Selain di Lampung dan Jambi, jumlah kematian gajah yang besar terjadi pula di Riau. Data WWF menyatakan labih dari 100 kasus kematian gajah Sumatera di Provinsi Riau sejak 2004 belum pernah terungkap siapa pelakunya. Dan dari beberapa sumber didapai pula sebagian gajah yang mati kebanyakan gadingnya sudah dipotong. Sungguh mengenaskan bukan?

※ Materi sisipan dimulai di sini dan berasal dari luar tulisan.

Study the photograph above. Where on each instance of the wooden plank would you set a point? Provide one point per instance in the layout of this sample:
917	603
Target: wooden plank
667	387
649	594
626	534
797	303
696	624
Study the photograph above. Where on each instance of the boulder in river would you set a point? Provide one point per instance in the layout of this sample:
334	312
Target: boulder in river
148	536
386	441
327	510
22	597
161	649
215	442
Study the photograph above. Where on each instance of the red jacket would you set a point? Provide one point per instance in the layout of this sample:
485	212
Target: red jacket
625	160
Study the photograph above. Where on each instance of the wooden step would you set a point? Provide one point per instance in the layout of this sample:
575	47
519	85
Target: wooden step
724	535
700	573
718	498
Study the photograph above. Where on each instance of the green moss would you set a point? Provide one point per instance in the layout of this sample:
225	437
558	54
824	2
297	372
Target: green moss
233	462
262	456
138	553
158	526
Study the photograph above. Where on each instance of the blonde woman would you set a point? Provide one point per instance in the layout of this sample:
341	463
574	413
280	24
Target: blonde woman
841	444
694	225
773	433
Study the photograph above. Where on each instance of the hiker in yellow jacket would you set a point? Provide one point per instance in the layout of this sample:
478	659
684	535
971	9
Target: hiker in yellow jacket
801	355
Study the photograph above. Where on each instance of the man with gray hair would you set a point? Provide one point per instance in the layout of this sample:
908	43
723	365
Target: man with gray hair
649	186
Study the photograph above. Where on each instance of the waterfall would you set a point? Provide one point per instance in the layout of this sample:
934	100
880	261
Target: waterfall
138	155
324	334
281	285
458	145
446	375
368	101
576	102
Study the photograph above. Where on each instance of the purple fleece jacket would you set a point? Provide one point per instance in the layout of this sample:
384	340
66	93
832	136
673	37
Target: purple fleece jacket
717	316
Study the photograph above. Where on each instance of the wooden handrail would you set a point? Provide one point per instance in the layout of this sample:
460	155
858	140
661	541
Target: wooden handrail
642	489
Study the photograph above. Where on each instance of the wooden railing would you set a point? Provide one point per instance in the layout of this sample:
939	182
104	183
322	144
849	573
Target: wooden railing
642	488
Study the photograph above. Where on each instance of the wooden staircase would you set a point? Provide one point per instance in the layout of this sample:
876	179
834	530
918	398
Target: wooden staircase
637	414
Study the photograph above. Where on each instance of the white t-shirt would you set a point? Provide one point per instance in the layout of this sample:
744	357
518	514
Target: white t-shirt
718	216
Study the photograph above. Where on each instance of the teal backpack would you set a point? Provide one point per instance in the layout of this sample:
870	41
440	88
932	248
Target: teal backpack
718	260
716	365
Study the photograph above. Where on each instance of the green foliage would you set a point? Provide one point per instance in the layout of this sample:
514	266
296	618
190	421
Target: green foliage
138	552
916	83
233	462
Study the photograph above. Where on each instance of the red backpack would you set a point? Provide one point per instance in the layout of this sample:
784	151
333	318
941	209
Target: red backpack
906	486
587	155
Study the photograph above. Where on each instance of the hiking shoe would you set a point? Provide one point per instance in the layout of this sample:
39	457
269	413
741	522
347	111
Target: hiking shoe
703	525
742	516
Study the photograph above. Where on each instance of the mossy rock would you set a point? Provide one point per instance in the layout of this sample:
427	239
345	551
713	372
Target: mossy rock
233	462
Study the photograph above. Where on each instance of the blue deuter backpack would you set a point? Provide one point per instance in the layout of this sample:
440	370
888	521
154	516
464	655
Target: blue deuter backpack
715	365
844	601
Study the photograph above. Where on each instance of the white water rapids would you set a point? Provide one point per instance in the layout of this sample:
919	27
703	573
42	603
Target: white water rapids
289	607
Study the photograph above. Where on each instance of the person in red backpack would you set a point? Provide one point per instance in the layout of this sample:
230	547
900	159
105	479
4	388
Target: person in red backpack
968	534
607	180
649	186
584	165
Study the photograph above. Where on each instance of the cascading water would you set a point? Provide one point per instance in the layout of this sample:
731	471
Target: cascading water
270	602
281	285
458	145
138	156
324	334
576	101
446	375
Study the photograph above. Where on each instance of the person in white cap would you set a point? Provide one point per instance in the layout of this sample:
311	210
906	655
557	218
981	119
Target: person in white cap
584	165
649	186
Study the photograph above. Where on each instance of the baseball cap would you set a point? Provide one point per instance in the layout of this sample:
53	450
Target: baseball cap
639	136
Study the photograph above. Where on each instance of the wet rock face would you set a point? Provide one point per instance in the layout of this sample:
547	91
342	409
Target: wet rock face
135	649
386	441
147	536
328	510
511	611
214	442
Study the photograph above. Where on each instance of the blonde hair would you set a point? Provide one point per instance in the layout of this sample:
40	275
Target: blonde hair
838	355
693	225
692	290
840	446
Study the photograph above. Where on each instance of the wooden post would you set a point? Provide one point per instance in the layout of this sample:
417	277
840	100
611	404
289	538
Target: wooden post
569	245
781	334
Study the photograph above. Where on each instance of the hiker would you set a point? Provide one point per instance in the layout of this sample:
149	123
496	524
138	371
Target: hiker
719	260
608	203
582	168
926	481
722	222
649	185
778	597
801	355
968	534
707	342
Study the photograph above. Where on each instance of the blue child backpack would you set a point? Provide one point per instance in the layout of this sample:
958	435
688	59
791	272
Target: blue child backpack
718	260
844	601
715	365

Sungguh, kejadian terjeratnya gajah, maupun kasus matinya gajah di taman konservasi di negeri ini sebetulnya bukanlah kejadian yang pertama. Kejadian yang terus berulang dan terus berulang  tanpa ada solusi mengatasi, nampaknya akan menyebabkan punahnya satwa bertubuh tambun tersebut. Hal ini akan nampak serius, jika pola hubungan manusia dengan satwa liar tidak terkonsep dengan baik.  Manusia lalai bahwa dunia tak hanya diciptakan untuk mereka. Pola pembukaan lahan pertanian dan perkebunan sawit yang tidak memerhatikan kondisi pola interaksi manusia dan satwa liar, akan memunculkan efek punahnya satwa ini. Dan bisa jadi dalam beberapa tahun ke depan anak cucu kita hanya bisa melihat gajah asli Sumatra di buku-buku saja, sebab kepunahan hewan ini tak terelakan lagi lajunya.